Evoution of complexity - step beyond "Colonies" - (isn't that us? Humans do colonies of colonies..,); devolution of complexity (- again isn't that us? eg devolution of feline brains through domestication)?
Funky.

Universal Biology - beyond contingency

Emergent computation

I am a robot...
Lamarckian evolution of humans - prospective genetic variability


Hm, even with non-forced diffusive evolution, could you get closed cycle or bounded diffusion where you saturate the complexity space and go through a small finite range of possibilities?
Make sample "small evolutionary" systems?

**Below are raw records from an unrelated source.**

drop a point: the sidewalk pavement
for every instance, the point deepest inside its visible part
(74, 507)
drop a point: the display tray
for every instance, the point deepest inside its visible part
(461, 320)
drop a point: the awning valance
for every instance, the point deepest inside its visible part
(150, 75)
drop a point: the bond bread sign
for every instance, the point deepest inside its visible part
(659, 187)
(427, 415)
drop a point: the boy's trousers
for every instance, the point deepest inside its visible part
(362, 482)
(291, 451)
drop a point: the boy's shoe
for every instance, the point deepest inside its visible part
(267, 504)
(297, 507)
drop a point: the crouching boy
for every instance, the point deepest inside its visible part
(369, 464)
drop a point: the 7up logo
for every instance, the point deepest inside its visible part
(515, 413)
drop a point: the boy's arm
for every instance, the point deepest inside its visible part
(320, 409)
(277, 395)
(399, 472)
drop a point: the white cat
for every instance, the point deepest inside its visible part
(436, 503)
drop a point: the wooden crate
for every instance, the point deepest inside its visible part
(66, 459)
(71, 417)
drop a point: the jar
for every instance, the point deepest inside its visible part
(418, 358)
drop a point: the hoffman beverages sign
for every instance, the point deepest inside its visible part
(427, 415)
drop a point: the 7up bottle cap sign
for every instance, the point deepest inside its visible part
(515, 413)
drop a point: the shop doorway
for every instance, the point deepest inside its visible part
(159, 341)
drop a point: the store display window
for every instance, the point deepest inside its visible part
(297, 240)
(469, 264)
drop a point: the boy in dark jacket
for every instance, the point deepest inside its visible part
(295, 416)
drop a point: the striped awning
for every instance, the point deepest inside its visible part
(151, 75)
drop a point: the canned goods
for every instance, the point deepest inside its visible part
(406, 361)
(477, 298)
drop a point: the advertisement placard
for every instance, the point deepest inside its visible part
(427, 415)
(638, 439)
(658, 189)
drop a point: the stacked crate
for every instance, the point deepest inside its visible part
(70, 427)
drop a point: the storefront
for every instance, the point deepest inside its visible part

back from lunch and back to full speed:

genetic circuits and engineering self-sustaining systems
extremophiles in space
RNA bioinfoomatics
key regulatory function in global RNA
catalysis
ribosome - stripping it to the bare essentials
universality of ribosome, stability of structure, pre-RNA "box" for confined chemistry


what is the perfect class to be teaching?
wow, that was an orthogonal direction and that got some reaction,
and, yes, it was on topic


Ok, we're going to pick 5 (only five!?!) BIG meta-questions and then breakout.
Then the hard work begins... this is what is known as a "high risk" workshop, we'll see if we reach a conclusion, or at least dinner
(yes, it is a working dinner, goes with the working breakfast and lunch - or brunchinner as the kids say.
Lunner? Is that a word? It ought to be!)
Damn: both lunner and brunchinner are words already, and not just a kommune in Norway.
Who knew.

So, everyone just go read the Sep 2nd (2011) issue of Science...
Tres trendy.

Intro is over: time to choose... we have ~ 30 big topic questions, need to narrow it to 5 key questions or meta-questions and then actually tackle them, more as process for addressing the questions than the actual answers, of course.